Compute the number of ordered pairs of positive integers (a,b) such that the lcm of a and b is $3^3*5^7*11^{13}$.

Question

I know that the gcd of a and b is 1, so is it true that I only need to calculate the ways $3^3\cdot 5^7 \cdot 11^{13}$ can be broken up?

Answer 1

Not exactly.
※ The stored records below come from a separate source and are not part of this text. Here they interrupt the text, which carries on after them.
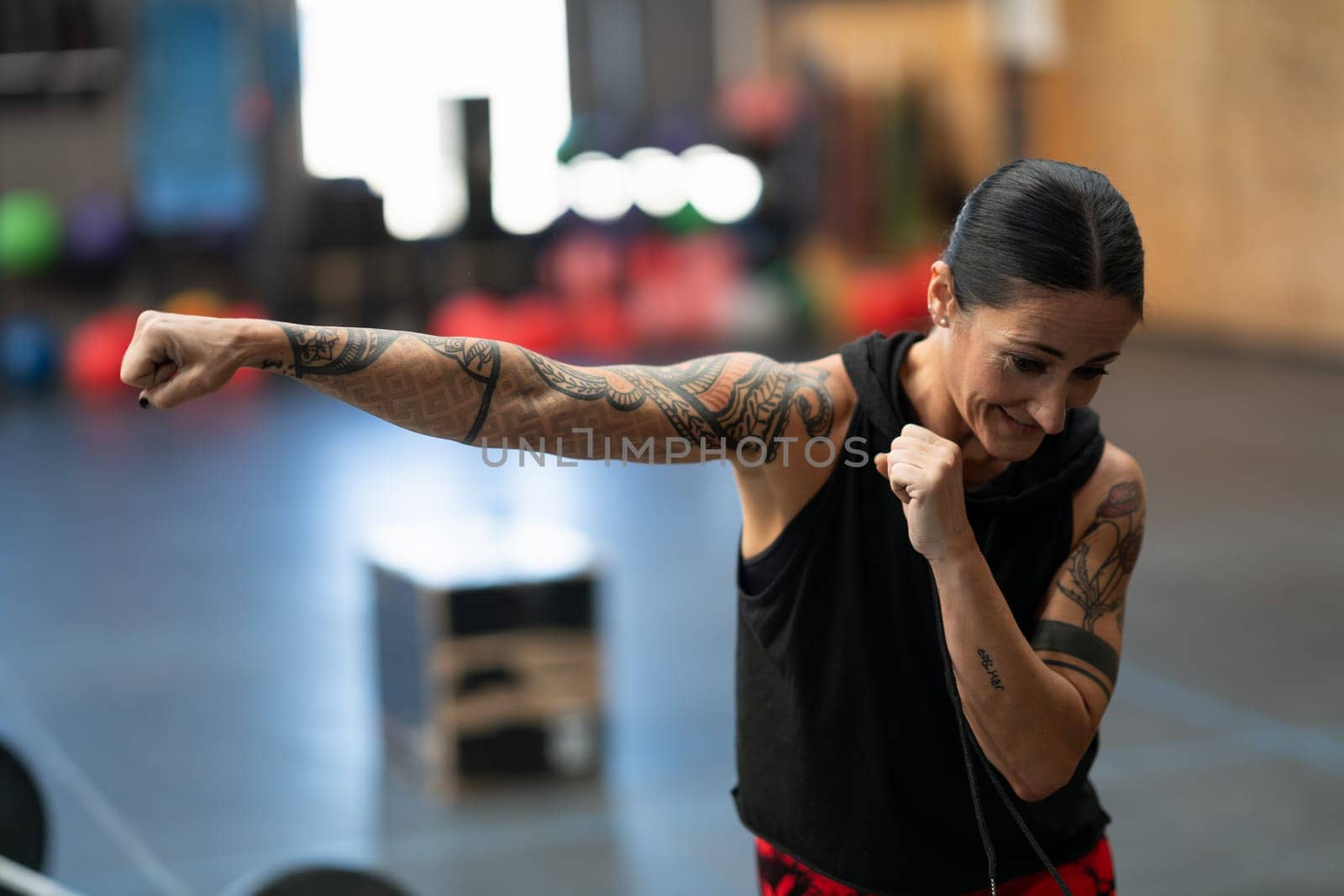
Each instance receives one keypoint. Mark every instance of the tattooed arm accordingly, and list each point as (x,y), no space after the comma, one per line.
(1034,705)
(496,394)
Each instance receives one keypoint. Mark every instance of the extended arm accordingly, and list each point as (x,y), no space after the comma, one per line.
(1035,705)
(490,392)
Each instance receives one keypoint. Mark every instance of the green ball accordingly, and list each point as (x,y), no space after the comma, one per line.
(30,233)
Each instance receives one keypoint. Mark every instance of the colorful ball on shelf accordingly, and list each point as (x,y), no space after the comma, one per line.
(472,313)
(30,233)
(201,302)
(97,231)
(29,352)
(585,264)
(543,325)
(93,355)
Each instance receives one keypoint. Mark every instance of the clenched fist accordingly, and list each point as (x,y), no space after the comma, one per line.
(924,470)
(176,358)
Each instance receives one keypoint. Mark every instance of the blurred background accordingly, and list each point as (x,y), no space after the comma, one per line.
(206,616)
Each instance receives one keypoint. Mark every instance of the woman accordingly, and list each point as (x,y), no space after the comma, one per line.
(904,640)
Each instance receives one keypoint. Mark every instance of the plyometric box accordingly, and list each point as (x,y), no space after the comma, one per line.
(488,653)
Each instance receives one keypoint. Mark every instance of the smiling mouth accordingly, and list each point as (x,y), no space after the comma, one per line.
(1014,423)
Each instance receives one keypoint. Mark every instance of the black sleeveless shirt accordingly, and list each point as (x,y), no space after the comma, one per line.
(848,754)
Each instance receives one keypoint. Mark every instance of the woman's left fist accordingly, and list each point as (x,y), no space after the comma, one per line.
(924,470)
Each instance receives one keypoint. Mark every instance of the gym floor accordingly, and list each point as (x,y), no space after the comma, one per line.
(186,649)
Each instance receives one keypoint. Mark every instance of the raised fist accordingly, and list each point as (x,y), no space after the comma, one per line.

By denoting with $\mathcal{P}=\{p_1,p_2,p_3,\ldots\}=\{2,3,5,\ldots\}$ the set of primes, any $n\in\mathbb{N}^+$ can be written in a unique way as $\prod_{k\geq 1} p_k^{\alpha_k}$ with $\alpha_k\in\mathbb{N}$ (this is the fundamental theorem of Arithmetics, i.e. the statement "$\mathbb{Z}$ is a UFD"). If $m\in\mathbb{N}^+$ is given by $\prod_{k\geq 1}p_k^{\beta_k}$, then $$\text{lcm}(m,n) = \prod_{k\geq 1}p_k^{\max(a_k,b_k)}.$$ If $\text{lcm}(m,n)=3^3\cdot 7^7\cdot 11^{13}$, the only primes potentially appearing in the factorizations of $m$ and $n$ are $3,7,11$, and $$ \left|\{(m,n)\in\mathbb{N}^+\times\mathbb{N}^+:\text{lcm}(m,n)=3^3\cdot 7^7\cdot 11^{13}\}\right| $$ equals $$ \left|\{(a,b,c,A,B,C)\in\mathbb{N}^6: \max(a,A)=3, \max(b,B)=7,\max(c,C)=13\}\right| $$ i.e. $$ (2\cdot 3+1)\cdot (2\cdot 7+1)\cdot (2\cdot 13+1) = 7\cdot 15\cdot 27 = \color{blue}{2835}.$$ On the other hand, $$ \left|\{(m,n)\in\mathbb{N}^+\times\mathbb{N}^+:\text{lcm}(m,n)=3^3\cdot 7^7\cdot 11^{13},\color{red}{\gcd(m,n)=1}\}\right| $$ simply equals $2\cdot 2\cdot 2=\color{blue}{8}$.